Usaha Mencintai Hidup dan Mati Belakangan
CERPEN ARAFAT NUR
INI bukanlah kota yang menyenangkan. Tak ada yang bisa kuharapkan dan tak ada yang bisa kugantungkan pada siapa pun.
Anehnya, aku masih bisa tetap bertahan sampai sekarang, tanpa bisa menjauh sejengkal pun dari kota celaka ini.
Hanya satu hal yang kupegang teguh, di tengah dunia dengan orang-orangnya yang beragam macam, aku berusaha untuk bisa hidup bahagia, setidaknya aku bisa membahagiakan diriku sendiri. Aku berusaha mencintai hidup ini apa adanya dan aku lebih suka mati belakangan.
Berbahagialah selalu karena itu adalah salah satu cara menjadi bijaksana, kata Sidonie Gabrielle, seorang sastrawan Prancis yang hidup antara tahun 1873-1954.
Kata-kata itulah yang mendorong semangatku untuk bisa membahagiakan diri, dan kalau bisa juga membahagiakan orang lain. Namun, sampai saat ini aku masih kabur dalam memahami kebahagiaan itu secara nyata.
Lima tahun lalu aku berusaha menarik sebuah kesimpulan mengenai pengertian kebahagiaan secara sederhana. Bukan dengan cara menjabarkannya, tetapi aku berusaha untuk langsung memulainya.

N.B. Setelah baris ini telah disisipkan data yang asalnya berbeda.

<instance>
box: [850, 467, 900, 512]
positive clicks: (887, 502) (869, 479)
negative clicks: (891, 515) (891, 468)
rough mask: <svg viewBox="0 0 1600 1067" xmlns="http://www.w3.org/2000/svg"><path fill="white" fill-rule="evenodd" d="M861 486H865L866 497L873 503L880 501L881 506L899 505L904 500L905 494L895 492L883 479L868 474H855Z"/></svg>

Mungkin sebuah kebetulan aku mengenal Salma, gadis seorang saudagar kaya yang mengungkapkan bahwa dia tidak setuju dengan rencana ayahnya untuk mengawinkan dia dengan seorang polisi. Lantas kutanyakan alasannya.
“Sekalipun baru sebulan aku mengenalmu, aku lebih yakin menjalani hidup bersamamu,” jawabnya.
Aku yang waktu itu masih terlalu naif, begitu saja percaya dan terlena. Lelaki mana pun hatinya akan langsung berbunga bila ada seorang gadis yang disenanginya mengatakan demikian.
Tidak ubahnya seperti tanaman yang muncul dalam khayalan yang langsung berbunga, sebab dalam kenyataannya tak ada yang seperti itu, selain pohon bunga tiruan.